Dale Bell • Dec 16, 2020 Thumbnail for "With Time Running Out To Achieve Middle East Peace, Panicked Kushner Advocates Zero State Solution"

With time running out to solve one of this century’s most intractable foriegn policy issues, a panicked and visibly sleep-deprived Jared Kushner started advocating a zero state solution to the myriad of problems in the Middle East.

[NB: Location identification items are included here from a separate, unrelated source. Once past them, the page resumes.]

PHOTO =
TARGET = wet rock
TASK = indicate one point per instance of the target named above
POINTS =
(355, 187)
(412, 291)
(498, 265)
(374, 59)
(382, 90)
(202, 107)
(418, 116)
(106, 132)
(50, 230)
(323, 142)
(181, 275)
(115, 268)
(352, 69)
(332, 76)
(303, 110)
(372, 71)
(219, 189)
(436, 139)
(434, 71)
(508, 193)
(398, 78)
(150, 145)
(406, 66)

“I mean, the countries can’t keep fighting each other if none of them exist right!?!” shuddered Kushner, brushing several empty cans of Red Bull off his desk. “Like, it’s so simple, right? I don’t know how no one came up with this before. The Israeli-Palestinaian conflict can’t continue without Israel or Palestine! I’m a goddamn genius!” At this, Kushner threw open the shades of his office and cringed as the light seared his eyes and illuminated the week’s worth of stubble on his chin.

Kushner continued:

“I’m going to get all the prizes for this. This’ll show those bastards in the media who say I only got into Harvard because my dad gave them 2.5 million dollars! I’ve done the impossible. I’ve solved the Middle East. Suck it, Jimmy Carter!”

When asked by reporters how he intended to turn this zero state vision into a reality, Kushner was reportedly silent for several seconds before walking away.

At press time, Kushner had unwittingly unified the Middle East after every country, in a rare moment of solidarity, signed a joint proclamation calling him a dipshit.